The months-long reporting process also included a prolonged back-and-forth between the IBO and the DOE over what should be considered part of the accountability initiative. Gotbaum said there were “many differences of opinion” about what should be included.

Part of the problem was that the DOE does not clearly define accountability, IBO spokesman Doug Turetsky told me. “There’s no piece of paper that we ever saw that said, this is the accountability initiative,” he said.

According to the DOE, the initiative includes grants for schools and principals whose students do well; the Quality Reviews; the progress reports; surveys of parents, teachers, and students; and personnel at Tweed.

The IBO’s final tally of the DOE’s accountability spending also includes funds spent on the data warehouse called ARIS; some personnel at schools and the School Support Organizations; and money earmarked for schools that received low progress report grades. Turetsky told me the DOE argued that ARIS should be excluded because its uses extend beyond the accountability initiative.

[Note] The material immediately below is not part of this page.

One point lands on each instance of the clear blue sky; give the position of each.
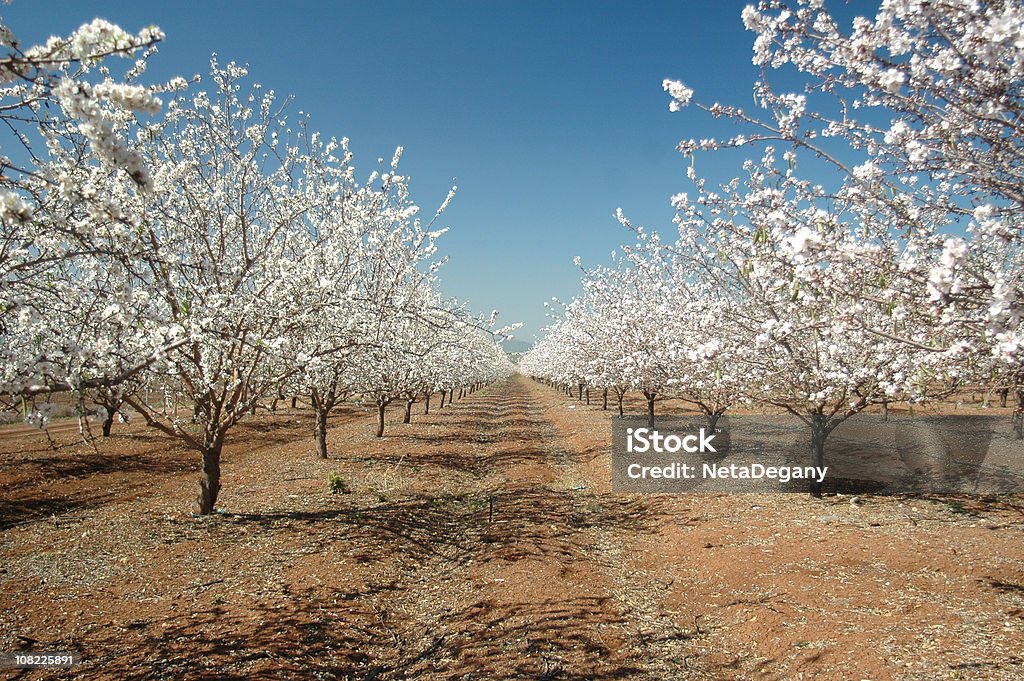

According to the DOE’s definition, its accountability initiative will have racked up costs of just over $100 million by the end of this school year. By the IBO’s, that figure is closer to $300 million.

And to Gotbaum, who uses a third definition, the spending will reach more than $352 million. To the list of accountability expenditures, Gotbaum would add periodic assessments, which cost the DOE more than $26 million during the last school year, according to the IBO report.

The DOE requires schools to conduct periodic assessments in all schools, but the tests are not used to evaluate schools or students. The DOE’s Office of Accountability administers the periodic assessments, and Schools Chancellor Joel Klein has described the assessments as an important component of his accountability initiative.

The DOE successfully made the case to the IBO that the assessments shouldn’t be considered part of the accountability initiative because they are “no stakes,” the IBO report includes a half-page discussion of the assessments’ cost. “We did think it was an important and large enough element of the education department’s Office of Accountability to leave it in the report,” Turetsky told me.

Turetsky said the whole process would have been easier were the IBO not so dependent on the DOE for information about its spending. Because the DOE is not officially a city agency, it is not required to comply with IBO requests, and at first it offered only “sporadic answers” to the IBO’s questions, he said.

Gotbaum’s Commission on School Governance this fall recommended that the IBO be given oversight of DOE data if the State Assembly mayoral control is preserved next year. “There is nowhere else to get this data,” Gotbaum said today. “There is no system of checks and balances that any of us has access to.”